Berrettini: "Voglio migliorare e battere questi fenomeni, non vedo l'ora di iniziare la preseason"

Il 12/11/2019 alle 18:23Aggiornato Il 12/11/2019 alle 19:32

Così Matteo Berrettini in conferenza stampa a margine della sconfitta con Federer alle ATP Finals 2019: "Non ho rimpianti per oggi, lui qui ha giocato 17 volte, io solo una". E sul futuro: "Dopo la sconfitta ho parlato con i miei allenatori e ho detto 'voglio essere meglio di così, voglio battere questi fenomeni. Non vedo l'ora di iniziare la pre-season".

Sulla partita di oggi

“Non ho rimpianti. Ho avuto delle opportunità, non ho forse giocato il mio miglior tie-break ma ho lottato e non ho rimpianti sulle chance e sulla partita. Lui qui ha giocato 17 volte, questa per me invece è la prima. Gioco contro i migliori del mondo e probabilmente i migliori di sempre. Sto imparando e provando nuove sensazioni, è la prima volta che mi approccio a situazioni di questo tipo”.
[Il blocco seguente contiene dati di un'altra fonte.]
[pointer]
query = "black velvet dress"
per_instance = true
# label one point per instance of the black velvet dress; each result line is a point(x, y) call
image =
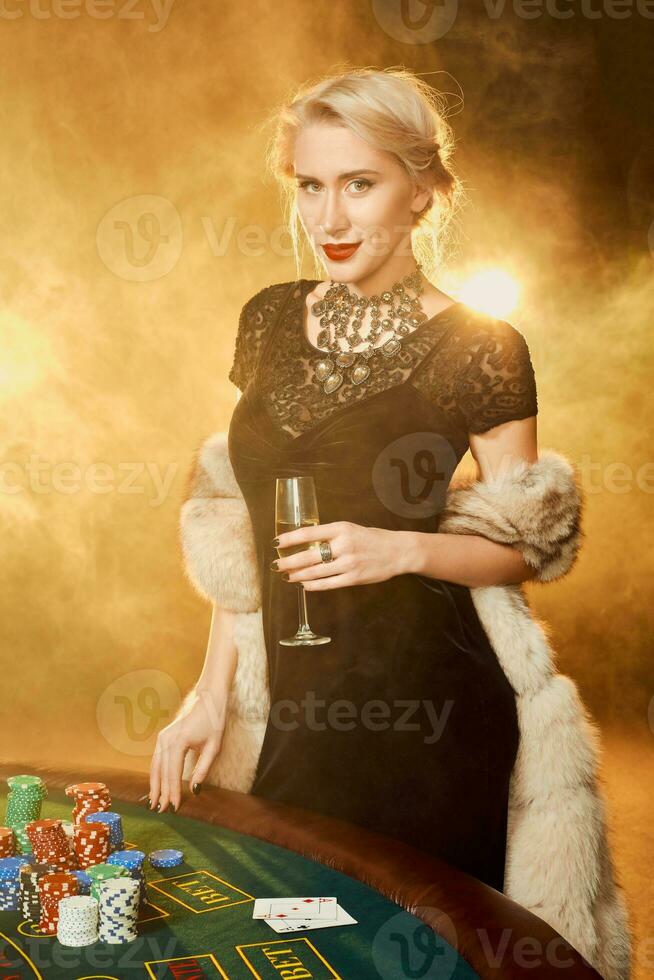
point(405, 723)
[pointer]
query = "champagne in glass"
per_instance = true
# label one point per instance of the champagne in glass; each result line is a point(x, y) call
point(296, 506)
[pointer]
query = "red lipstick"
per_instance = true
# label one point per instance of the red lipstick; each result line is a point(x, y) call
point(338, 253)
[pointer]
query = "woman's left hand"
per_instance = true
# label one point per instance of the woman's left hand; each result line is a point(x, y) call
point(362, 555)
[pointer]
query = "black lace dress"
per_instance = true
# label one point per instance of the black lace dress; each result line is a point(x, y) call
point(405, 723)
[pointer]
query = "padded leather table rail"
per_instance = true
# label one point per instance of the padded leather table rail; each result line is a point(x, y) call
point(246, 847)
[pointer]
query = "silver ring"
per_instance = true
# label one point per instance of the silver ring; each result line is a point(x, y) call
point(325, 551)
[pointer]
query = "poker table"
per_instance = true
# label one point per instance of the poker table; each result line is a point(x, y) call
point(416, 917)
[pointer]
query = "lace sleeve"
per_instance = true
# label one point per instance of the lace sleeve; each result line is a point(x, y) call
point(251, 328)
point(496, 382)
point(257, 316)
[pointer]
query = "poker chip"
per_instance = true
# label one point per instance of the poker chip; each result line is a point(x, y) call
point(89, 798)
point(30, 904)
point(24, 800)
point(73, 878)
point(78, 920)
point(84, 880)
point(132, 860)
point(10, 883)
point(91, 843)
point(115, 824)
point(52, 888)
point(100, 873)
point(166, 858)
point(50, 843)
point(7, 842)
point(119, 906)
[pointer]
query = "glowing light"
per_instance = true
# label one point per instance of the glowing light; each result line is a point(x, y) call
point(492, 291)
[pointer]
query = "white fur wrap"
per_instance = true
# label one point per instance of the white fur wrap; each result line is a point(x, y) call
point(559, 863)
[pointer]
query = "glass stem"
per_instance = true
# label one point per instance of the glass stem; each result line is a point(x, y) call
point(302, 609)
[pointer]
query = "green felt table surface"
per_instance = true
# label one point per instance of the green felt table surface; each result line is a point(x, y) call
point(199, 920)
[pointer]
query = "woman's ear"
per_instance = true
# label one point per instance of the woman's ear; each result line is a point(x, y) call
point(423, 198)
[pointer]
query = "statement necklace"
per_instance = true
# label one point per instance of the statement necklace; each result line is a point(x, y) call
point(341, 316)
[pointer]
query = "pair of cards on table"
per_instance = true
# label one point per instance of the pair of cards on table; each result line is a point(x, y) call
point(300, 914)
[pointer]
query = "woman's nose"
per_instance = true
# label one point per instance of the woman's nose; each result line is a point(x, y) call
point(333, 219)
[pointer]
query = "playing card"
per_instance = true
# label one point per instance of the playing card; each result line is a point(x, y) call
point(343, 918)
point(316, 907)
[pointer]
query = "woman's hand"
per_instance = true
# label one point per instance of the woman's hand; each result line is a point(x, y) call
point(200, 727)
point(362, 555)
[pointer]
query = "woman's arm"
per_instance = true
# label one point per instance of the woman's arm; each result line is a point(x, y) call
point(221, 657)
point(470, 559)
point(200, 722)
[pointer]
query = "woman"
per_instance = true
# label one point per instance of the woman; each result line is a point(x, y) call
point(405, 722)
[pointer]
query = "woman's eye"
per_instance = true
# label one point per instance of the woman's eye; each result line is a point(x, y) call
point(362, 180)
point(364, 184)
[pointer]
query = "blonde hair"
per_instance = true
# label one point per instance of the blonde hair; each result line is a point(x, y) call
point(393, 110)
Sulle differenze rispetto al match di Wimbledon

“Oggi ero nervoso, ma è stato completamente differente. A Wimbledon da un certo punto di vista ero quasi felice di esserci e basta, non ero me stesso in campo. Oggi ero pronto. Sapevo cosa avrei dovuto fare per provare a vincere e avevo ben chiaro il piano. Ho servito bene oggi, a Wimbledon ho servito in maniera terribile”.

Sui Fab3

“Ho la sensazione che più si giochi, più ti abitui a loro e meglio puoi fare. Da questo punto di vista anche oggi è una lezione”.

Ambizione e idee chiare

“Negli spogliatoi ho parlato con i miei coach e gli ho detto ‘Ragazzi, voglio migliorare. Voglio essere in grado di battere questi fenomeni. Con tutto il rispetto, ovviamente. Ma non vedo l’ora che inizi la pre-season”.

Sulla programmazione

“Non abbiamo cambiato in corso, avevamo già deciso cosa fare. Poi è successa quella grande cosa allo US Open, ma noi non abbiamo cambiato e siamo rimasti su quella cosa lì. E’ importante rimanere sulla propria strada. Non bisogna spostarsi troppo dagli eventi, anche se succede una cosa negativa non bisogna farsi troppo condizionare dalle cose nel corso dell’anno e rimanere in fiducia sulle proprie idee”.

Sul rovescio, ancora un punto debole

“Non è un segreto che il colpo che faccio meno bene è il rovescio, ma credo che sia anche migliorato tantissimo nel corso dell’anno ed è una delle ragioni per cui io sia qui. E’ ovvio che un conto è giocare alle Finals con Federer che ti gioca sul rovescio e un altro è giocare un 250, la pressione è diversa, sai che se giochi corto ti prende campo. Sicuramente nei momenti di tensione è il colpo che balla un po’ di più, ma se guardi poi la partita nei momenti di tensione al tie-break ho sbagliato un dritto e poi fatto doppio fallo, quindi le mie armi non hanno funzionato”.